In its yearly Amnesty International Report 2017/18 released last week, the international human rights campaigner said it was concerned over apparent errosion of freedom of speech and assembly in Spain over the past year, particularly with regard to prosecutions of dozens of people on charges of “glorification of terrorism” and hate-speech “humiliation of victims” under Spain’s controversial Ley de Seguridad Ciudadana (Law for Citizens’ Security).
The Amnesty report also faulted the Spanish government for restrictive policies regarding refugee and immigration applicants and for having failed to meet its commitment to relocate 15,888 asylum-seekers under the EU emergency relocation scheme. It also said cited 26,767 rental evictions and 16,992 mortgage evictions last year, saying thousands had been forcibly evicted from their homes without adequate judicial safeguards or provision of alternative accommodation.
► Download PDF in English of full Amnesty International Report 2017/18 …

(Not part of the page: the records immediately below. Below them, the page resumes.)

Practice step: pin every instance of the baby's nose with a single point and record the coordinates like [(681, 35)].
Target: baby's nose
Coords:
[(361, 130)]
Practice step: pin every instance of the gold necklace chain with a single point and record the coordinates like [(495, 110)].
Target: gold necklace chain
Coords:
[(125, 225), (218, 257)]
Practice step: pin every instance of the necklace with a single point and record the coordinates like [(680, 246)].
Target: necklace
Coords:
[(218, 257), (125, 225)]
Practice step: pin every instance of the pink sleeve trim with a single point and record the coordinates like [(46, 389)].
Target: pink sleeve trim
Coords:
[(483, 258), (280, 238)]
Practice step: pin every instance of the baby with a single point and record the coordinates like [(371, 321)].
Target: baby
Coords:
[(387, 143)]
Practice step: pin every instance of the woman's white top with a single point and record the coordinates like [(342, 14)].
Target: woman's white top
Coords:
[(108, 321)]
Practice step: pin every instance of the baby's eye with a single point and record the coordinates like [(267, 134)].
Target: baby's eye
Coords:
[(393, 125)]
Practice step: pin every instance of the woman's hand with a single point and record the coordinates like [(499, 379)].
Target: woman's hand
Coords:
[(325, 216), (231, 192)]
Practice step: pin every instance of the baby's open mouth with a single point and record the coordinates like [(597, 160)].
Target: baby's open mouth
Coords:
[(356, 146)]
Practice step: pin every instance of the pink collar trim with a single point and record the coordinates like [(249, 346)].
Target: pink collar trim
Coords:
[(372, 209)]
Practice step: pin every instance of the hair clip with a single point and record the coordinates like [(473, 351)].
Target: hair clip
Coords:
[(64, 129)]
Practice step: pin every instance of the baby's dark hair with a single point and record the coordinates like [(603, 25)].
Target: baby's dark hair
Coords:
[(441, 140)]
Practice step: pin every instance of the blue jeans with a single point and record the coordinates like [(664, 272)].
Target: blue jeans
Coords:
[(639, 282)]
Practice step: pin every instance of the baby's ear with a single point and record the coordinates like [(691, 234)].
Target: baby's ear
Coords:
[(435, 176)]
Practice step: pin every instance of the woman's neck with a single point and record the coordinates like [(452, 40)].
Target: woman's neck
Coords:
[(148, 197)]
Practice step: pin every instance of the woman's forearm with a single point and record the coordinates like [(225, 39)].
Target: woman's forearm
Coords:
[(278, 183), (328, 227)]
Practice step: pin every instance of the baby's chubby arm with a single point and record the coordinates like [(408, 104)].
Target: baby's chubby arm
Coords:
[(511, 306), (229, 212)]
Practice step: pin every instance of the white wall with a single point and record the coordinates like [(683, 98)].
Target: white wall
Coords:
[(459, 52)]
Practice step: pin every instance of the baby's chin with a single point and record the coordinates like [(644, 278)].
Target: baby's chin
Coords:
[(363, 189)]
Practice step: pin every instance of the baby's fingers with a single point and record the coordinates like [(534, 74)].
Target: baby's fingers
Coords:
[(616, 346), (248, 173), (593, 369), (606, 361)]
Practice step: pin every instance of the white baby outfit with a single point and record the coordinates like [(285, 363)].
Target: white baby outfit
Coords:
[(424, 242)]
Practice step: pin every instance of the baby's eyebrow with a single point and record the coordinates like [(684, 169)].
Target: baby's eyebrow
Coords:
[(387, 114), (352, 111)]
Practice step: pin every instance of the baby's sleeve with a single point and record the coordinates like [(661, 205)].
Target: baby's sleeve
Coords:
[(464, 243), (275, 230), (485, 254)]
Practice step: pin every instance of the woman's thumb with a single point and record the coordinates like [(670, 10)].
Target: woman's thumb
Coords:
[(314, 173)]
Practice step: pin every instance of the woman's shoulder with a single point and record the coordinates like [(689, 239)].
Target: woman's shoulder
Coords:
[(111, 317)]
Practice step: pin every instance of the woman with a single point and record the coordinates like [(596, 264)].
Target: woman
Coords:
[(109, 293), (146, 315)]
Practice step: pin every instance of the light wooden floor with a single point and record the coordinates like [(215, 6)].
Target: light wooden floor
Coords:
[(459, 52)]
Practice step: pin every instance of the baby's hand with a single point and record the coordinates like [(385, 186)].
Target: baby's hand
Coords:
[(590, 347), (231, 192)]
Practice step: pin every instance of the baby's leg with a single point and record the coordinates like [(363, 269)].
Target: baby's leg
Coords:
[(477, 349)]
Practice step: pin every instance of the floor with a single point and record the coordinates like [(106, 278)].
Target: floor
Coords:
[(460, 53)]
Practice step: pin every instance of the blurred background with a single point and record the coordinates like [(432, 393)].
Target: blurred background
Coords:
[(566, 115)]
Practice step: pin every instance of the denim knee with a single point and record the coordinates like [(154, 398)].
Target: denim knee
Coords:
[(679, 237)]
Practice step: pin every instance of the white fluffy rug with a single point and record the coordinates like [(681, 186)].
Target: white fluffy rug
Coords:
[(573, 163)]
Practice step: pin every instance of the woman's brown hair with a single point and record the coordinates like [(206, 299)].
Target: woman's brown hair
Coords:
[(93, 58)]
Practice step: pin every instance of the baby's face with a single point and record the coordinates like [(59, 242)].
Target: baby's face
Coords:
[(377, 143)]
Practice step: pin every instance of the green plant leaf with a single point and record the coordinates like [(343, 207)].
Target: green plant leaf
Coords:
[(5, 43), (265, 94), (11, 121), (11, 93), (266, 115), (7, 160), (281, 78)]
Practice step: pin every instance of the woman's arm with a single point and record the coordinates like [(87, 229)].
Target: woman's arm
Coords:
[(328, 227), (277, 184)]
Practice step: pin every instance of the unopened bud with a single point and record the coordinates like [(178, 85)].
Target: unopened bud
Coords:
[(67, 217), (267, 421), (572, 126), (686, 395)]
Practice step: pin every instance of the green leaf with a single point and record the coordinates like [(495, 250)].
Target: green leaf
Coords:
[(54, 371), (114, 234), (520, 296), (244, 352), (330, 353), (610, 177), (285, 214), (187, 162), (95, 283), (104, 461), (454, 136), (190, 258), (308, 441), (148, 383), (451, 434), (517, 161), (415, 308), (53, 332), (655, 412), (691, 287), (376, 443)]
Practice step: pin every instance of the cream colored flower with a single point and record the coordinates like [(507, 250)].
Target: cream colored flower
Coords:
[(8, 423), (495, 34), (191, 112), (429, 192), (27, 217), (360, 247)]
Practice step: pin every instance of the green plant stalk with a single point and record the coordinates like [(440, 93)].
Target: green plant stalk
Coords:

In Catalonia, the report said law enforcement officials used “excessive force against peacful protesters” in police operations designed to remove the protesters from polling stations during the region’s 1st October independence referendum that had been ruled unconstitutional by the courts. But, Amnesty skirted the issue of whether or not Catalan independence leaders currently held on charges related to the referendum and subsequent declaration of independence from Spain were actually “political prisoners” or “prisoners of conscience”, saying only that one of the charges against them (“sedition”) is a “broadly defined” offense.
The report expressed particular concern over the erosion of freedom of speech in Spain as a result of the broad application of the country’s three-year-old Ley de Seguridad Ciudadana. Widely referred to in Spain as the Ley Mordaza (“Gag Law”), the legislation was passed in 2015 by a majority vote of the conservative governing Partido Popular (PP) deputies in Congress.